— Ты кончишь сердиться, брат? — спросил Бораби.
— Никогда.
— Отец тоже сердитый человек.
— Это ты мне говоришь?
— Ты сын очень похож, как твой отец. — Филипп закатил глаза:
— Вот это что-то новенькое: индейский психоаналитик из джунглей.
— Потому что ты похож, как твой отец, ты его любишь больше других. И больше других обижаешься. А теперь обижен, потому что обнаружил, что, оказывается, старший брат не ты. Старший брат я.

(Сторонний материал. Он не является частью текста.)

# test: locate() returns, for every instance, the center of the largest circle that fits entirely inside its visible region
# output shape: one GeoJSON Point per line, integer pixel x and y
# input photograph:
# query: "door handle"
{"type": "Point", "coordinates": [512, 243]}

Последовала короткая пауза, а затем Филипп разразился грубоватым смехом:
— Ну ты и загнул! Разве я могу идти в сравнение с неграмотным, татуированным индейцем с подпиленными зубами?
Бораби помолчал.
— Так я продолжу? — наконец проговорил он.
— Сделай одолжение.
— Ках устроил все, что нужно для смерти и похорон отца. Когда день настал, был большой праздник. Очень, очень большой. Пришли все тара. И отец тоже. Он очень радовался своим похоронам. Каждый получил подарки: кастрюли, сковородки и ножи.
Том и Сэлли переглянулись.
— Это в его духе, — усмехнулся Филипп. — Я так и вижу, как старый сукин сын выставлялся на собственных похоронах.
— Ты прав, Филипп. Отец радовался. Он много ел, пил, смеялся и пел. Открывал ящики и показывал священные сокровища белых людей. Всем понравилась Мать Мария с младенцем Иисусом на руках. У белых людей красивые боги.
— Липпи! — закричал Филипп. — Картина в хорошем состоянии? Как она перенесла дорогу?
— Самая прекрасная вещь, которую я когда-либо видел. Когда я смотрю на нее, то вижу нечто такое, чего раньше не замечал в белом человеке.
— Да-да, одна из лучших работ Липпи. Страшно представить, что ее засунули в сырую гробницу.
— Но Ках обмануть отца. Он обещал в конце праздника дать ему яд, чтобы тот безболезненно умереть. Но вместо этого дал другой, от которого отец заснуть. Кроме Каха, об этом никто не знает.
— Совсем как у Шекспира, — заметил Филипп.
— Спящего отца перенесли в гробницу с сокровищами. Завалили вход и замуровали в могиле. Мы все думали, что он мертв. Один Ках знал, что он не мертв, а только спит. И потом проснется в темной гробнице.
— Подождите, — вступил в разговор Вернон, — я что-то ничего не понимаю.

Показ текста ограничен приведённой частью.